Thursday, December 15, 2011

we sea beans and we eat them

Sea beans are one of those things - like many kinds of berries or mushrooms, like ramps, even like some cuts of beef - which are commonplace and cheap for 5% of the population, expensive and rare or unheard-of for the rest. Unlike strawberries, which can be grown big and styrofoamish and trucked across the country, huckleberries or sour cherries are too fragile for commercial freight; ramps, sea beans, and many black raspberries grow wild and are foraged rather than being raised commercially. Sea beans, like many of these things, have the additional expense-adding strike that they are somewhat perishable - while they won't go bad in refrigeration very quickly, they won't retain their texture as long.

Seabeans

They are normally bigger than what I have here - these are "micro sea beans," especially small and tender ones.

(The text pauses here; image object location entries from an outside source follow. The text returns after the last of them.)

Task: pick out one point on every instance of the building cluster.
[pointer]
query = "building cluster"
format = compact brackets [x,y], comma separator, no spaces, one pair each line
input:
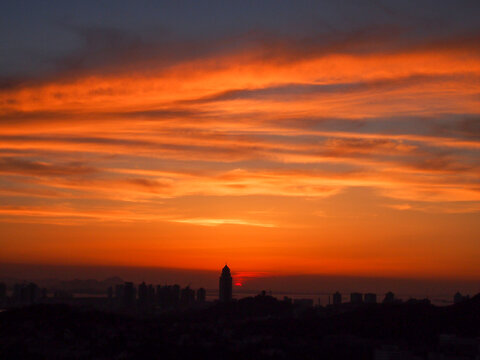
[150,299]
[357,298]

So you have the people who can simply walk outside and forage them for free, or pay a token amount to someone who's already done so, and can't imagine paying premium prices for them nor why they would show up on the menus of "gourmet restaurants." And you have the big middle, who's never heard of them. And you have the small percentage of people, probably about as big as the first group, who love them but don't have access to them, and are sometimes willing to pay that premium.

Seabeans
The reason sea beans are available in such a small part of the world is made pretty obvious by the name: they grow by the sea (or salt marshes), especially in the north. While "sea bean" sometimes means "drift seeds," in edible contexts we're talking about species of salicornia, sometimes called samphire, glasswort, or pickleweed. The "bean" they resemble is the string bean, not the shell bean, and they have a snappy crisp texture similar to haricots verts.

I love them. They're crisp, they're salty - the full-size sea beans can be too salty - and they have a slight marine flavor like seaweed, but not as pronounced. The combination brings up a thousand memories and associations, mainly with the ocean near my grandparents' house when I was a kid. I never had sea beans there, but the taste is a lot like the smell of being at the beach.

For lunch I'm just having them as an accent - more than a garnish - with ddukbokki:

Ddukbokki, seabeans
Ddukbokki, seabeans
Ddukbokki is just Korean ricecakes - dduk - with hot sauce. "Ricecakes" is a misleading term in American English - they're thick, chewy, nearly-neutral-flavored dumplings made from sweet rice flour, which soak up whatever flavors are around them (in this case a punishingly hot pepper paste). I'll have a post more specifically about them at another time - they're terrific with chili.